Fonte - www.padrepauloricardo.org
O primeiro ciclo de catequeses proferidas por São João Paulo II a respeito da Teologia do Corpo versou sobre a análise de uma palavra extraída do versículo 8, do capítulo 19, do Evangelho de São Mateus, quando Jesus diz: "Mas não foi assim desde o princípio." O Papa se põe, ao longo de 23 catequeses, a analisar qual era o projeto inicial de Deus, como Ele pensou a criação.
Antes de mais nada é preciso entender o contexto em que Jesus pronunciou a palavra. Vejamos a passagem completa:
Alguns fariseus aproximaram-se de Jesus e, para experimentá-lo, perguntaram: "É permitido ao homem despedir sua mulher por qualquer motivo?" Ele respondeu: "Nunca lestes que o Criador, desde o princípio, os fez homem e mulher e disse: 'Por isso, o homem deixará pai e mãe e se unirá à sua mulher, e os dois formarão uma só carne'? De modo que eles já não são dois, mas uma só carne. Portanto, o que Deus uniu, o homem não separe". Perguntaram: "Como então Moisés mandou dar atestado de divórcio e despedir a mulher?" Jesus respondeu: "Moisés permitiu despedir a mulher, por causa da dureza do vosso coração. Mas não foi assim desde o princípio. Ora, eu vos digo: quem despede sua mulher - fora o caso de união ilícita - e se casa com outra, comete adultério." (Mt 19, 3-9)

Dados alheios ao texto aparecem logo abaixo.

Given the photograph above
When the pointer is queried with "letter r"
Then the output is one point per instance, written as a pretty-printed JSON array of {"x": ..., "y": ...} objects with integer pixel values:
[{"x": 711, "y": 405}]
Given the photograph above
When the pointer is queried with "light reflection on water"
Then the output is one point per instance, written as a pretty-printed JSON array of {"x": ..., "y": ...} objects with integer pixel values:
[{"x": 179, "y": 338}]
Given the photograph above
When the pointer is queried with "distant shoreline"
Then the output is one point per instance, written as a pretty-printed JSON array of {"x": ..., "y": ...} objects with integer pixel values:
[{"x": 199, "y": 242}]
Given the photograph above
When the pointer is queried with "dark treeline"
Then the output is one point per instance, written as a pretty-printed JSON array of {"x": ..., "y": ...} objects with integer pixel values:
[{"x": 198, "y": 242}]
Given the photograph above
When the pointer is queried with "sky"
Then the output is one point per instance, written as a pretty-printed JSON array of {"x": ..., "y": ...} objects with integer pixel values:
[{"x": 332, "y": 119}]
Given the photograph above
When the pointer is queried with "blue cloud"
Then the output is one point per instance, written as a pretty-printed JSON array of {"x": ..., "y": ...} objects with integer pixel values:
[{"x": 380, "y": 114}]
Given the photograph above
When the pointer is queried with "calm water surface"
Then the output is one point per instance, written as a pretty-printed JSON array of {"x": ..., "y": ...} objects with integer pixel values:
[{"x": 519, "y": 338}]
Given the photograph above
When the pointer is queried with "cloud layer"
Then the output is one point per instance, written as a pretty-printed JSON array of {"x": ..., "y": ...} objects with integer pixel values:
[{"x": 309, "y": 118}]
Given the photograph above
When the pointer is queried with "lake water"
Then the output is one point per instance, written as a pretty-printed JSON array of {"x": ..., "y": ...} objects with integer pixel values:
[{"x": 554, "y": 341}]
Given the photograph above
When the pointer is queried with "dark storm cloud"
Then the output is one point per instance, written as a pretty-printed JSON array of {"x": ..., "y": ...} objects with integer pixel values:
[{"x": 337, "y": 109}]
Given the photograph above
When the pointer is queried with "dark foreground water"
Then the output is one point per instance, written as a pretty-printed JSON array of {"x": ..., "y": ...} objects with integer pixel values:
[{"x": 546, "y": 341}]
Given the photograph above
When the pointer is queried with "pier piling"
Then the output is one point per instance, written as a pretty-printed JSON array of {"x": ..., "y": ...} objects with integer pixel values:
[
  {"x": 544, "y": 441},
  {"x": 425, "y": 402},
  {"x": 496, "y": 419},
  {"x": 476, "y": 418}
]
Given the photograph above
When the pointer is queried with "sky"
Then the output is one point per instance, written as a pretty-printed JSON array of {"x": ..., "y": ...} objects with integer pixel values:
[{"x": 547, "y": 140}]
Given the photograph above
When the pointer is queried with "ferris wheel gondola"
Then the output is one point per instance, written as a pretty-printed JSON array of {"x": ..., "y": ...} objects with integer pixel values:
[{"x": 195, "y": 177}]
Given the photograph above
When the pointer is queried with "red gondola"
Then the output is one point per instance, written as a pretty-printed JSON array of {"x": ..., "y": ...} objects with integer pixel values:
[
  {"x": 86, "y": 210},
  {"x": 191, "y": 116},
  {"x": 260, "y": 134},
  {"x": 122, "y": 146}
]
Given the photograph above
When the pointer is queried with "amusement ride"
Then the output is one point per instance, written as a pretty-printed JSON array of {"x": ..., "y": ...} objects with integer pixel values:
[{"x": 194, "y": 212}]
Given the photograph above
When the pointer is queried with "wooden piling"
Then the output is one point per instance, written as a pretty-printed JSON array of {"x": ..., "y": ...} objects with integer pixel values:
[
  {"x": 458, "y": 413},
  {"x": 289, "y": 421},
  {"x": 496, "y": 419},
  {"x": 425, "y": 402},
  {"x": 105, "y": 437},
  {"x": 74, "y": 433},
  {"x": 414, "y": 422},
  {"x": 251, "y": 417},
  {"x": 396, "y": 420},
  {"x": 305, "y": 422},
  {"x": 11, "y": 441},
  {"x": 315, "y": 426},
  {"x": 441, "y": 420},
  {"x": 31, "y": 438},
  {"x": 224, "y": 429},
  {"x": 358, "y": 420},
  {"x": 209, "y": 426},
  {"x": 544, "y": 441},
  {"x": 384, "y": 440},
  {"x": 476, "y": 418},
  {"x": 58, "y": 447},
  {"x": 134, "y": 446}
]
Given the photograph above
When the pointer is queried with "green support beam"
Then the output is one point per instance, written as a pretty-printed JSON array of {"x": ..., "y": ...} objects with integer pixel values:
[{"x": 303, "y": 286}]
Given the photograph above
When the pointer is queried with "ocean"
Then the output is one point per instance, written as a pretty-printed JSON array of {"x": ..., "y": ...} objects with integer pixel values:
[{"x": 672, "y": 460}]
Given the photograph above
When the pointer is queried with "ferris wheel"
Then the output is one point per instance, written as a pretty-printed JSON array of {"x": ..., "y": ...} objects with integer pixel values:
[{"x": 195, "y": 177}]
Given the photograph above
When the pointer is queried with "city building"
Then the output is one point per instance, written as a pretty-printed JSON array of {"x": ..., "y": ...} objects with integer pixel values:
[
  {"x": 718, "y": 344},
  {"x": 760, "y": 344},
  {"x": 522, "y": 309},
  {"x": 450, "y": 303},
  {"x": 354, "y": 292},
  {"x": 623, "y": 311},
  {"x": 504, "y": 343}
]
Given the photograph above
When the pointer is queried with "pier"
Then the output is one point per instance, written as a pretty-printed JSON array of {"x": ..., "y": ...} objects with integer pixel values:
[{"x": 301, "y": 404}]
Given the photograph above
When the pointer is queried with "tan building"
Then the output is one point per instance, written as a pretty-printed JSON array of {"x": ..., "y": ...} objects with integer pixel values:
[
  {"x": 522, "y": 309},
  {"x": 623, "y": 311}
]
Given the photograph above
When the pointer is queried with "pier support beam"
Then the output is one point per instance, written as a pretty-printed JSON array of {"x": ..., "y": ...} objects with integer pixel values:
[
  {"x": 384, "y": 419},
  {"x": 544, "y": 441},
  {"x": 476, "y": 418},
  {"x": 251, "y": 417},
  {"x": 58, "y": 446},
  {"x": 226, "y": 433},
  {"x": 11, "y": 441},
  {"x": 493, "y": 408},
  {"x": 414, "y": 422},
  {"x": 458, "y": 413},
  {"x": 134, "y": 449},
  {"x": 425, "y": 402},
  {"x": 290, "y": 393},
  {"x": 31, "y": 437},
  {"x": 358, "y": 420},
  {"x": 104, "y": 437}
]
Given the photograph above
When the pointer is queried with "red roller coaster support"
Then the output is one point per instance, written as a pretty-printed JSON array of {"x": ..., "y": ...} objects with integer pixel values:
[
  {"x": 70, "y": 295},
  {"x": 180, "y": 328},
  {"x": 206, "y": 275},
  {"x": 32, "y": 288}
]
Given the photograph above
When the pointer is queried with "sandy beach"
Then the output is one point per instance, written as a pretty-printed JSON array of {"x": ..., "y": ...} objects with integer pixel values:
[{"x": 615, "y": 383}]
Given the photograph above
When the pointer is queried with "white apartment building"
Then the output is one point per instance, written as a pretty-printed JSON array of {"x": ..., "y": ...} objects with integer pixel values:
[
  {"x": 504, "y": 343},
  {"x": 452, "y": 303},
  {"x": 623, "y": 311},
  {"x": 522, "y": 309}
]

Jesus cita frases oriundas dos dois relatos sobre a criação encontrados no Livro do Gênesis. Do primeiro relato extraiu a frase "E ele os fez homem e mulher" e do segundo "os dois formarão uma só carne". Ora, esta realidade de que Deus criou homem e mulher e de que ambos se unirão foi pervertida pelo pecado original, que se reflete quando Jesus diz: "Moisés permitiu despedir a mulher, por causa da dureza do vosso coração." Portanto, Nosso Senhor está a dizer que existe algo de errado com a humanidade. Trata-se de uma doença espiritual chamadaesclerocardia, uma desordem no modo humano de amar.
Ao analisar com profundidade qual era o projeto inicial de Deus, o Papa João Paulo II começa por esmiuçar o primeiro relato da Criação. Nele, Deus apresenta a criação do homem e da mulher com uma profundidade teológica maior que no outro relato. Vejamos:
Deus disse: "Façamos o ser humano à nossa imagem e segundo nossa semelhança, para que domine sobre os peixes do mar, as aves do céu, os animais domésticos, todos os animais selvagens e todos os animais que se movem pelo chão". Deus criou o ser humano à sua imagem, à imagem de Deus o criou. Homem e mulher ele os criou. E Deus os abençoou e lhes disse: "Sede fecundos e multiplicai-vos, enchei a terra e submetei-a! Dominai sobre os peixes do mar, as avés do céu e todos os animais que se movem pelo chão". Deus disse: "Eis que vos dou, sobre toda a terra, todas as plantas que dão semente e todas as árvores que produzem seu fruto com sua semente, para vos servirem de alimento. E a todos os animais da terra, a todas as aves do céu e a todos os animais que se movem pelo chão, eu lhes dou todos os vegetais para alimento". E assim se fez. E Deus viu tudo quanto havia feito, e era muito bom. Houve uma tarde e uma manhã: o sexto dia. (Gên 1, 26-31)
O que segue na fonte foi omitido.